How's Life? had a recurring panel of co-hosts in addition to Dawson. The makeup of the panel varied during the course of the series. Panellists included media personalities, actors, politicians, authors, and journalists, as well as guests with specialist skills such as private investigators and former military.

- Christine Rankin
- Jude Dobson
- Julia Hartley Moore
- Kerre Woodham
- Marcus Lush
- Mark Wright
- Merepeka Raukawa-Tait
- Paul Henry
- Peta Mathias
- Pio Terei
- Robyn Malcolm
- Suzanne Paul
- Tau Henare
- Lani Lopez
- Cindy Gibbons
- Colin Hogg
- John 'Horse' McLeod
- Martin Crump
- Vena Crawley

== Production and broadcast ==
How's Life? was developed by Greenstone TV and recorded in Auckland, and was loosely inspired by Beauty and the Beast, a 1970s New Zealand show hosted by Selwyn Toogood.
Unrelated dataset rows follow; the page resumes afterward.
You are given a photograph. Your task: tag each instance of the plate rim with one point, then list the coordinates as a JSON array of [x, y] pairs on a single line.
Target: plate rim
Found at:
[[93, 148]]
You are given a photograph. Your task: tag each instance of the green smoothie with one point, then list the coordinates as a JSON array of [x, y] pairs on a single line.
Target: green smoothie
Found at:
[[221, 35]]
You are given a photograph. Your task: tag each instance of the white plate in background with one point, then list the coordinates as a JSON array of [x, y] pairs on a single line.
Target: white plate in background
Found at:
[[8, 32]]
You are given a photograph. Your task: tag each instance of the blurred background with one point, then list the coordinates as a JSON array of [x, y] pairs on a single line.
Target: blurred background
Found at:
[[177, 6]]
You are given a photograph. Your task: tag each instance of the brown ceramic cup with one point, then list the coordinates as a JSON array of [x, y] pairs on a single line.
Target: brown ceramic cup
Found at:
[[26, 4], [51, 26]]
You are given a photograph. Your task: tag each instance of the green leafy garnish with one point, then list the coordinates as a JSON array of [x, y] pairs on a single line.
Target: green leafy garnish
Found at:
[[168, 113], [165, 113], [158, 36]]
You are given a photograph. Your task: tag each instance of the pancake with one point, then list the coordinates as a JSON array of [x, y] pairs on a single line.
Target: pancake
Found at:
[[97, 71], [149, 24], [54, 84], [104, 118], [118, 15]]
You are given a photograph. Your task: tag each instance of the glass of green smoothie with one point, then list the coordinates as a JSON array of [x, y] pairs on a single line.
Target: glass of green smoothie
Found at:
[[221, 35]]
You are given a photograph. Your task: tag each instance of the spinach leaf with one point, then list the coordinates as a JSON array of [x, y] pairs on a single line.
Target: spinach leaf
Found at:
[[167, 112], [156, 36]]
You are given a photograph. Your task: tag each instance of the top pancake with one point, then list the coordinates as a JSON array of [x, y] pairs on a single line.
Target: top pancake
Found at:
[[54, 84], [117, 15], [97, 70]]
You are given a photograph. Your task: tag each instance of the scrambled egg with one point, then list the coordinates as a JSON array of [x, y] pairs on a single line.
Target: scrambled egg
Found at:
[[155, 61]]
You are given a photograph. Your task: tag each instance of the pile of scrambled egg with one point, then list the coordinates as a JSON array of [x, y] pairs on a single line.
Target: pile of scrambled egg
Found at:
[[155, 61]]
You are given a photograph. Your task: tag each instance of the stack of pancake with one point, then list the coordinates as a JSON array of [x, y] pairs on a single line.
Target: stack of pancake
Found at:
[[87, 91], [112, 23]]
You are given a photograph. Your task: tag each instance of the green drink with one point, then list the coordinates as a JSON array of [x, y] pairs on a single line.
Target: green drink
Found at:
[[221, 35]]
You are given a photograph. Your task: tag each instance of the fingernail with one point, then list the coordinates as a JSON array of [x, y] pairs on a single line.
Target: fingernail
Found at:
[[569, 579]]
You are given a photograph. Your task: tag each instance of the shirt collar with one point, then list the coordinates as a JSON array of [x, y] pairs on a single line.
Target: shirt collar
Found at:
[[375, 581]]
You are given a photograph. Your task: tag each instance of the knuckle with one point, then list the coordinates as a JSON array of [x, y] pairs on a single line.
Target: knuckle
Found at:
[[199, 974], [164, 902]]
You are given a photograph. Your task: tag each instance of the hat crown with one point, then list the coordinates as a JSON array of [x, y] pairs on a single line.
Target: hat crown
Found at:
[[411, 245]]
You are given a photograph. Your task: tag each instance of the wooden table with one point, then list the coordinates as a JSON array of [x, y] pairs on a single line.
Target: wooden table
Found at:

It was produced by Wendyl Nissen and Jo Raj, and was directed by Wayne Leonard, Julia Leonard, and Norman Sievewright at different times throughout the series. Julia Parnell also worked as production coordinator.

The show was broadcast each weekday on TVNZ 1 during the 5:30pm timeslot. Panellist Raukawa-Tait wrote in 2014 that the production team would record 3 to 4 episodes in half a day to meet the schedule.